One argument often stated for performing the laborious SPE cleanups is the decreased contamination of the HPLC column and/or detector. However, when using procedure (A) and the developed analytical method including a washing step of the column, the pressure increase was not considered to be critical (around 5 bars per 100 human plasma samples) and could be eliminated by changing the precolumn. The same HPLC column has been used for several hundred human plasma samples without deterioration of the resolution.

4.2. Validation of Sample Preparation Procedure (A)

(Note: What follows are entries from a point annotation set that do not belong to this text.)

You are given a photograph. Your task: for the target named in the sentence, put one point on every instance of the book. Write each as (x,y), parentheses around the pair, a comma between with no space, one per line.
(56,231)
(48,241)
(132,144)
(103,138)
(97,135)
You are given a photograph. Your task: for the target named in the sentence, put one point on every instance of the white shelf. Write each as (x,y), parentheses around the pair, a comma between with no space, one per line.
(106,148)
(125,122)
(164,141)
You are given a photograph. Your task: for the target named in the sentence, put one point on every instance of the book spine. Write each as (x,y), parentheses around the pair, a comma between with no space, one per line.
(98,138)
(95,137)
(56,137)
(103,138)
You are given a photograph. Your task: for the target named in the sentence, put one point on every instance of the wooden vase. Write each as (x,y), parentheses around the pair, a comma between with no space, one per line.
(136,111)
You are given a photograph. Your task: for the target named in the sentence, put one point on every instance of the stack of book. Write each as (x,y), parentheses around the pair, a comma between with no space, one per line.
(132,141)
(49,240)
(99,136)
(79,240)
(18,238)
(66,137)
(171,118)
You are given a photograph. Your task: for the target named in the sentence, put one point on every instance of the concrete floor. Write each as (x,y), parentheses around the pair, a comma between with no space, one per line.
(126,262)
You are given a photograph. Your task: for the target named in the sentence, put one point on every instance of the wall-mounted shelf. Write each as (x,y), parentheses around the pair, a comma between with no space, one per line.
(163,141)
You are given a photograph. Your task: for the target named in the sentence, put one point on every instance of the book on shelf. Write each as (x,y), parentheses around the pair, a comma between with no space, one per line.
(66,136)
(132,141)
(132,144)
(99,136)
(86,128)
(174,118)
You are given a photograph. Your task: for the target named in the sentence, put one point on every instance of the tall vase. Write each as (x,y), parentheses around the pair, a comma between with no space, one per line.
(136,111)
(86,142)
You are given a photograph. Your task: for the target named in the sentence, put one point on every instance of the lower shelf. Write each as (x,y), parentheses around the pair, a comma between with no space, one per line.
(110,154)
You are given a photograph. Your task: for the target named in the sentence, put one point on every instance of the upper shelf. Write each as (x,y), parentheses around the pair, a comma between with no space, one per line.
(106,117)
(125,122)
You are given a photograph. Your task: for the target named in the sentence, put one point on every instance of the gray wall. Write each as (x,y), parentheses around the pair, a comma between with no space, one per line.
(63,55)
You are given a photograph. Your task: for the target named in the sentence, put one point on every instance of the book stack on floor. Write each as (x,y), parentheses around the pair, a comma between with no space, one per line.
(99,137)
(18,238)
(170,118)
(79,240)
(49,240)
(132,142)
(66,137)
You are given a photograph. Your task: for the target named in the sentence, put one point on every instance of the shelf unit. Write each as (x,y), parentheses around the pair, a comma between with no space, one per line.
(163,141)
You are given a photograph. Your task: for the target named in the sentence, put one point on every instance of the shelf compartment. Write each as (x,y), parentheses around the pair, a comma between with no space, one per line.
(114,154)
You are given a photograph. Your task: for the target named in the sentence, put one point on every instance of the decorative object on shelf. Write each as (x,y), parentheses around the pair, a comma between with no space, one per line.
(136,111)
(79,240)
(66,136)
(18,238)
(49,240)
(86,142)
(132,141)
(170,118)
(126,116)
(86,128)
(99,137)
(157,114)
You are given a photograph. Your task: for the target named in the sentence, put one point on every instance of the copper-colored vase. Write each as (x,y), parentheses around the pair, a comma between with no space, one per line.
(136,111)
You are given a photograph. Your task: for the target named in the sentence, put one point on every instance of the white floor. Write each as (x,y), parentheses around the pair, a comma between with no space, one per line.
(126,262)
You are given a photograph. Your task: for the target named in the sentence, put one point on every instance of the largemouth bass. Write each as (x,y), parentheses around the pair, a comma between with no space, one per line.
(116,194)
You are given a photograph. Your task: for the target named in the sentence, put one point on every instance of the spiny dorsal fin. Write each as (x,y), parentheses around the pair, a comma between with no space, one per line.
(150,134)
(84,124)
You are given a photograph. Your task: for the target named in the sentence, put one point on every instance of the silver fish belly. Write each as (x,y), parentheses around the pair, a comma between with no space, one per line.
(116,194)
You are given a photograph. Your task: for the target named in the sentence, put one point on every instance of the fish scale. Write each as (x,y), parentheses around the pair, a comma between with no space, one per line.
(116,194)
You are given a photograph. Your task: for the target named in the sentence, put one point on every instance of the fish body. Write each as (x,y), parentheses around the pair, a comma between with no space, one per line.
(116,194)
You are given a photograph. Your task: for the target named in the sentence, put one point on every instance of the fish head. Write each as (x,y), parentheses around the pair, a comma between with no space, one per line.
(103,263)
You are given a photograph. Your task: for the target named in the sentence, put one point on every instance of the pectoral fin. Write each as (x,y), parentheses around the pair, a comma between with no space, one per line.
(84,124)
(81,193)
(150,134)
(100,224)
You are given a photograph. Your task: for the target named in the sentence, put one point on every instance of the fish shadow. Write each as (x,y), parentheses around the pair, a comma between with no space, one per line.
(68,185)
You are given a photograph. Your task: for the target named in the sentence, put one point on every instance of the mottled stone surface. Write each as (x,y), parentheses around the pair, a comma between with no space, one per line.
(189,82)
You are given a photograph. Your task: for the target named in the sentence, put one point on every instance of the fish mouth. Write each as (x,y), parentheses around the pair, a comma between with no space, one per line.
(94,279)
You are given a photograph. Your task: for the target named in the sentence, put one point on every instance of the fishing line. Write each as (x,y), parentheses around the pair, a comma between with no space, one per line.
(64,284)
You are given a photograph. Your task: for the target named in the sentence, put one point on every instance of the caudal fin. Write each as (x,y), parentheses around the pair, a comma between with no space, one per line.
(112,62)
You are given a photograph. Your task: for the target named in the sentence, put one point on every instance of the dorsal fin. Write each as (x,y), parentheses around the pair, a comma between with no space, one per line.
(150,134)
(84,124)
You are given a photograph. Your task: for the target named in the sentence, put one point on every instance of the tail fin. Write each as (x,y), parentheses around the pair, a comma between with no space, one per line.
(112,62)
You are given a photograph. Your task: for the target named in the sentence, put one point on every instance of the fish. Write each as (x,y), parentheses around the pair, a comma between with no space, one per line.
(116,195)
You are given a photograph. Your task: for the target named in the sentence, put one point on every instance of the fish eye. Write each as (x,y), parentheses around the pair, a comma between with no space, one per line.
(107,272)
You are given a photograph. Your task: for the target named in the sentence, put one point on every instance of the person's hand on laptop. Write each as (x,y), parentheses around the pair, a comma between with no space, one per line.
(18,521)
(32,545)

Overall, the validation results were acceptable. The recoveries for L-arginine were generally found to be above 100%. The reason for this could be that the calibration standard used for spiking in the recovery experiment was dissolved in 10 mM HCl, which apparently affected the observed recovery of L-arginine. However, the level of L-arginine in human plasma has not been observed to deviate from literature values; thus, the issue is considered to be related to the setup of the recovery experiment. Regarding LLOQ, the found recovery for L-arginine was just above the acceptance criterion of 20%. However, since the LLOQ for L-arginine is well below the expected concentration of L-arginine in human plasma, the marginally higher variation for L-arginine at LLOQ is not anticipated to have any practical importance.

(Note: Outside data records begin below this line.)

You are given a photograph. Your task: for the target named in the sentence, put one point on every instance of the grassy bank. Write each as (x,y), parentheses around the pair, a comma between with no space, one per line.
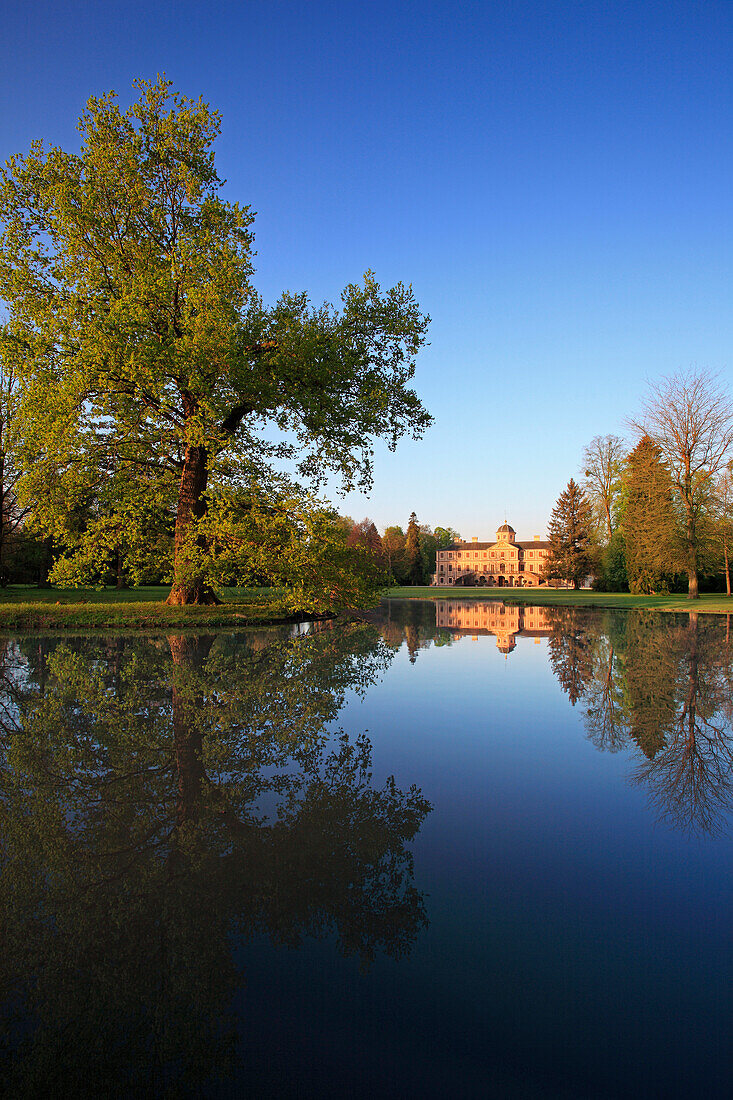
(23,607)
(715,603)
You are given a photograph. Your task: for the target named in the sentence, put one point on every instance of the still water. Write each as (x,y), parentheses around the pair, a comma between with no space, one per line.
(453,850)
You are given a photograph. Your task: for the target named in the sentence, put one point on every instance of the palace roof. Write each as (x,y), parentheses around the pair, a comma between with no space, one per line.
(534,543)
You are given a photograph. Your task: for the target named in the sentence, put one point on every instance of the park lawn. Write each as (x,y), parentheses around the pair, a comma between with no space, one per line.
(717,603)
(25,607)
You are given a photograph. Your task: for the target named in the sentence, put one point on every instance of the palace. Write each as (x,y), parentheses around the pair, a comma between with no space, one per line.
(478,616)
(503,563)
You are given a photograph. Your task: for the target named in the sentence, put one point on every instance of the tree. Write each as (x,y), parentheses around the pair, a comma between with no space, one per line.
(135,331)
(602,469)
(690,418)
(132,784)
(414,563)
(649,525)
(367,536)
(446,537)
(570,557)
(12,514)
(393,541)
(724,519)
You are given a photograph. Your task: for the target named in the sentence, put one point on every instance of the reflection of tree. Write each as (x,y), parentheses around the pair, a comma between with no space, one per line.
(408,620)
(154,799)
(663,683)
(570,649)
(690,779)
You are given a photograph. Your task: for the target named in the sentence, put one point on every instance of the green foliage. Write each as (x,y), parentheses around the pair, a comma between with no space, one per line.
(570,556)
(151,372)
(651,526)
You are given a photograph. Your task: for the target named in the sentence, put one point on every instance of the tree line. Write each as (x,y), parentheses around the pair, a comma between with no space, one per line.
(656,516)
(152,402)
(404,557)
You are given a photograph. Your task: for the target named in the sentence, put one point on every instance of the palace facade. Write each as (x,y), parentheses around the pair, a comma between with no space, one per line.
(503,563)
(478,617)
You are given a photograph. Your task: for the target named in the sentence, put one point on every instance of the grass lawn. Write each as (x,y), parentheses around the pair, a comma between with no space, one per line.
(717,603)
(26,607)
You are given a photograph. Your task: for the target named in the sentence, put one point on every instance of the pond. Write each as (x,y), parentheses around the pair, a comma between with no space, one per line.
(452,849)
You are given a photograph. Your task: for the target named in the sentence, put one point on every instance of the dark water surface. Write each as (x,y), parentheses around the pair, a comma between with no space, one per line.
(457,850)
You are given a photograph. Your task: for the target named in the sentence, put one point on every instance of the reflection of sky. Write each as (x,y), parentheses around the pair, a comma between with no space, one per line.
(575,947)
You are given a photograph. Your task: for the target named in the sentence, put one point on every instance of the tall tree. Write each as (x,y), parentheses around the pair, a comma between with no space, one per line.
(570,556)
(602,469)
(134,328)
(723,502)
(414,563)
(649,525)
(690,418)
(12,513)
(393,542)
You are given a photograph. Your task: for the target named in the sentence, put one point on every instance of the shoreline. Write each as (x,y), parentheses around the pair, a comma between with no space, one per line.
(715,603)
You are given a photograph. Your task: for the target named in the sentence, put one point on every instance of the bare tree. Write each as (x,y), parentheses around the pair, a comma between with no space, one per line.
(724,519)
(602,468)
(690,418)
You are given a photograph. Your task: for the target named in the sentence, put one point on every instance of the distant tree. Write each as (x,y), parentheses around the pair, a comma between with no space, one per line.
(414,563)
(428,548)
(446,537)
(689,417)
(724,520)
(11,513)
(570,556)
(393,542)
(367,536)
(649,525)
(603,461)
(613,575)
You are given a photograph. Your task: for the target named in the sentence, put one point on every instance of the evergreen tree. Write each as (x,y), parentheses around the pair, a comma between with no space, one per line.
(414,561)
(649,520)
(570,549)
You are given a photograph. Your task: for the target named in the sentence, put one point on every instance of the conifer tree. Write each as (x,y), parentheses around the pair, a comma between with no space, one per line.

L-arginine, ADMA, and SDMA concentrations for the quality controls can be found in Table 2 (n = 6). In the literature, the L-arginine concentration in human plasma has been reported with an interval of 59.4 to 95.6 µM (n = 1141) [27]. Horowitz and Heresztyn have reported ADMA mean concentrations from 0.30 to 2.38 µM in plasma or serum using different analytical techniques [26]. Teerlink reported ADMA and SDMA in plasma from 2311 patients with an average concentration of 0.50 µM for ADMA and 0.53 µM for SDMA. 95% confidence intervals for ADMA and SDMA were reported to 0.39–0.63 µM and 0.38–0.73 µM, respectively [7]. The obtained results for the quality control samples for L-arginine are within the reported range, although in the lower end. The found ADMA and SDMA concentrations in the current study are close to the literature values, although a bit lower for ADMA. However, the sample size was also quite small.

5. Conclusions

The analytical performance of sample preparation procedure (A) consisting of simple PP with TCA is considered to be superior to procedure (B) and similarly as good as performing a SPE cleanup, procedure (C) in quantifying L-arginine, ADMA, and SDMA in human plasma using HPLC-FLD. The developed HPLC-FLD method with sample preparation procedure (A) proved to be both accurate with recoveries ranging from 91.5 ± 3.03% to 113 ± 8.21% and precise with CVs of no more than 5%. Furthermore, the sensitivity was acceptable with an LLOQ of 0.14 µM for L-arginine and 12 nM for ADMA. The easy sample preparation in our analytical method allows for high throughput of samples from clinical research studies in the quantification of L-arginine, asymmetric dimethylarginine (ADMA), and symmetric dimethylarginine (SDMA) in plasma. ADMA is important in the preliminary evaluation of endothelial dysfunction in humans.

Disclosure

An earlier version of this work was presented as a poster at Copenhagen Symposium on Separation Sciences 2016.

Conflicts of Interest

The authors declare that there are no conflicts of interest regarding the publication of this paper.

Acknowledgments

The authors thank Joan Frandsen for the excellent technical assistance. Anne Marie Voigt Schou-Pedersen and Jens Lykkesfeldt are partly supported by the Lifepharm Centre for in vivo pharmacology.